The System is directed by a set of ethical principles, a process in which the student is actively participating; creating, playing, listening, co-operating. As a consequence the music, and all that it brings with it in relation to personal development, the interaction within the family and the community spirit, is spontaneous and forms a natural part of life.
Music is no longer separated from daily life, it is in fact nourished by and nourishing daily life. Nourished by music, everyday life is transformed into a aesthetic experience, where harmony and beauty is cultivated in different areas such as nature, the school, the city, even in oneself. One learns to see art not just as something that belongs in a museum or in a concert-hall but as something ever present in our surroundings, in the people we meet, and the things we see each day, all this in contrast to and against the violence that is often a dominant part of social, everyday life.
The System performs a preventive function in that it helps young people to stay away from drug abuse, prostitution, alcoholism, indifference, crime, bad company and corruption. The reason is that participating in the orchestral movement is a inexhaustible source of personal development directed towards the fulfilment of both personal and collective goals.
The Venezuelan orchestral phenomenon exposes the false dichotomy between popular and academic music, as it incorporates both in its repertoire when performing the weekly concerts in different villages and cities all over the country. The so-called classical music is now a natural and integrated part of the cultural repertoire of our people, a fact that only confirms its universal qualities as a language. In the same way, our popular music is being enriched by the possibility of symphonic expression, permitting its rhythm and tones to transform into multicoloured sounds, through the rich set of instruments of an orchestra.

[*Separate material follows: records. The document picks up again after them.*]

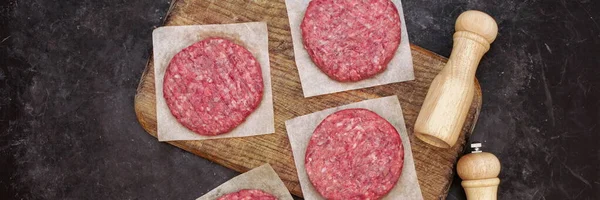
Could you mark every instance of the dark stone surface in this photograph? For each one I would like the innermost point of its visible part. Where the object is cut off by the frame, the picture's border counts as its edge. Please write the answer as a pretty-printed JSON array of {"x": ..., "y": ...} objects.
[{"x": 69, "y": 69}]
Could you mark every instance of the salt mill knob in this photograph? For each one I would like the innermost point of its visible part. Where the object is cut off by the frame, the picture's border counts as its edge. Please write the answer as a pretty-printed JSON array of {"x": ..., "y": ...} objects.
[
  {"x": 449, "y": 98},
  {"x": 479, "y": 171}
]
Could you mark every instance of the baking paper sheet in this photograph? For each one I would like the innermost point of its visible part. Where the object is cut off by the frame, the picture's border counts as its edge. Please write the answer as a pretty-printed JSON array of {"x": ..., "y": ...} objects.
[
  {"x": 300, "y": 129},
  {"x": 315, "y": 82},
  {"x": 263, "y": 178},
  {"x": 169, "y": 40}
]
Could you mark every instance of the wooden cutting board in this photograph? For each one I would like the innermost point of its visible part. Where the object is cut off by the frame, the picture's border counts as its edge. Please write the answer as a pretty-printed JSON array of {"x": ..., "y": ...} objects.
[{"x": 434, "y": 165}]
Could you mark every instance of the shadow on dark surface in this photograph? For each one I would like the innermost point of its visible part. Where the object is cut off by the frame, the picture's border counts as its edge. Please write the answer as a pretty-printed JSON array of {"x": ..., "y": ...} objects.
[{"x": 69, "y": 70}]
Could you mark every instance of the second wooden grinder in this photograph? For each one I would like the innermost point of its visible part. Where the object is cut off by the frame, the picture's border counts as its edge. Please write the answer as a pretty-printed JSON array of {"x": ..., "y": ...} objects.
[{"x": 450, "y": 95}]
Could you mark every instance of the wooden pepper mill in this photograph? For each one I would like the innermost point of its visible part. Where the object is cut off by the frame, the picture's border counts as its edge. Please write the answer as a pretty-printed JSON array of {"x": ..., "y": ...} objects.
[
  {"x": 447, "y": 103},
  {"x": 479, "y": 171}
]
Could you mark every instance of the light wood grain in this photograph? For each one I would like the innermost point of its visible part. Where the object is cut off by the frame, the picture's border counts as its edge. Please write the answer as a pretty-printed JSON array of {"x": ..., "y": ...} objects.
[
  {"x": 447, "y": 103},
  {"x": 479, "y": 172},
  {"x": 434, "y": 165}
]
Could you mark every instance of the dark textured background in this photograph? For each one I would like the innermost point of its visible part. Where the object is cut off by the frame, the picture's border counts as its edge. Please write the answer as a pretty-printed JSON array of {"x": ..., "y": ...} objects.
[{"x": 69, "y": 70}]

The national System of pre-school, child and youth orchestras is contributing in creating an image of Venezuelan music as a way leading to success, as a professional career with status and social recognition; a model and an opportunity for the young people of Venezuela. They are creating within themselves a new kind of relationship with the values of merit, effort, endurance and discipline, creating a path leading towards a better Venezuela.
Ladies and Gentlemen: Spreading youth orchestras is no different from sowing the seeds of nations and peoples, as in Argentina and Chile, Uruguay, Brazil, Colombia and Venezuela or in Trinidad-Tobago, Jamaica, Ecuador, Peru, Bolivia, Cuba, Panama, El Salvador, Guatemala and Mexico, where the development of youth orchestras is seen as a symbol of national integration.

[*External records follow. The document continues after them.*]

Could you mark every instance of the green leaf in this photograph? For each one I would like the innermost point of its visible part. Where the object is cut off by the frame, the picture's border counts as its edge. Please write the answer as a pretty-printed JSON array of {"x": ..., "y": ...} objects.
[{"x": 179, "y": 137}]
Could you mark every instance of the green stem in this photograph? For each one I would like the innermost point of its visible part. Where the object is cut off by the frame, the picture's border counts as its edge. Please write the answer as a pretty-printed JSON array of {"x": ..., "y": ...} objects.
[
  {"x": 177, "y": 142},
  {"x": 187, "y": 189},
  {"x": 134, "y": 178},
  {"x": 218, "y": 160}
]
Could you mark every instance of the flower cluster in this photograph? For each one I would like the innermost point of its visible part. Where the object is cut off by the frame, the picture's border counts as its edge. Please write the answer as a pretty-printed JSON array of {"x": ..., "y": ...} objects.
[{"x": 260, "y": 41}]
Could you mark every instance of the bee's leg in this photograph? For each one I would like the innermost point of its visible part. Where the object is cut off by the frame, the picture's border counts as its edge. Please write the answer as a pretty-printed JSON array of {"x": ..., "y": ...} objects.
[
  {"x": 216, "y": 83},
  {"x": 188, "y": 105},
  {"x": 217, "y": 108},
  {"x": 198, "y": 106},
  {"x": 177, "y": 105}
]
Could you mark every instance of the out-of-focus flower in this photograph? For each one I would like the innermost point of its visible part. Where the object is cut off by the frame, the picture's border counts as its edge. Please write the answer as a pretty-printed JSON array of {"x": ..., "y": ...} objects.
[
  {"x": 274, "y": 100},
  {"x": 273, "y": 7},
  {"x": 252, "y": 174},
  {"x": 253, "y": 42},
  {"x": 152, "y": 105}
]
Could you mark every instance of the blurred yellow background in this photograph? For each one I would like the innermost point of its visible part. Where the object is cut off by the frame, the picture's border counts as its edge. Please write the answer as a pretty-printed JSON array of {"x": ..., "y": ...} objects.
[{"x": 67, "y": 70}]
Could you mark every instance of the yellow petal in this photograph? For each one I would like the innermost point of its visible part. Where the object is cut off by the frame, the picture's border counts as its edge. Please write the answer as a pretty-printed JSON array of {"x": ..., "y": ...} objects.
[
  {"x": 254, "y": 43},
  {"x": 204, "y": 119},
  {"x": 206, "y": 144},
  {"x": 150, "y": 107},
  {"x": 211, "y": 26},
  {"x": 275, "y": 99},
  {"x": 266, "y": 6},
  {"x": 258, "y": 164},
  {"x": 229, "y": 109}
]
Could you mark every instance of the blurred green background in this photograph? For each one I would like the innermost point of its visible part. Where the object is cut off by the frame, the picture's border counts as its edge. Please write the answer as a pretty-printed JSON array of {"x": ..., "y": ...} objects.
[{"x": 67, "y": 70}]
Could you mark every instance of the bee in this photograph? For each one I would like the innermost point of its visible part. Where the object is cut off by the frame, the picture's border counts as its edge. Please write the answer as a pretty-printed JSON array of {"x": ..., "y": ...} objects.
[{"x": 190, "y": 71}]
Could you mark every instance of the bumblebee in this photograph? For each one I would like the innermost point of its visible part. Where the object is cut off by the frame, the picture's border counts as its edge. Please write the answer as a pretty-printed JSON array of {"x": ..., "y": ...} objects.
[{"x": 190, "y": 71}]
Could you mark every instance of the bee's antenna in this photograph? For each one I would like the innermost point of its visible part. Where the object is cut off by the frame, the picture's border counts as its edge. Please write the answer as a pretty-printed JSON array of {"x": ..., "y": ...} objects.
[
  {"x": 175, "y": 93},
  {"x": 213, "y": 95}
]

Ladies and Gentlemen: I here by solemnly declare the intention, within the next few months, to complete the organisation and establishment of the Youth and Child Orchestra of the American continent.
The basic structure will be the creation and the inauguration in August 2002 of the Symphonic Youth Orchestra of America consisting of a selection of all different national orchestral systems of all the member states in the organisation. This is a commitment essentially based upon a conception that doesn’t dichotomise education and culture, but unifies them in one indissoluble spiritual dimension.
Culture conceals the essentials of the human soul, our profound identity. The very high principles that inspired Jakob von Uexkull to create the Right Livelihood Award, is showing us the possibility of honouring history by accepting the challenge of creating a world where we all can live in dignity and liberty. I pray that God will help us in our lives and our works so that we don’t fail this noble ideal.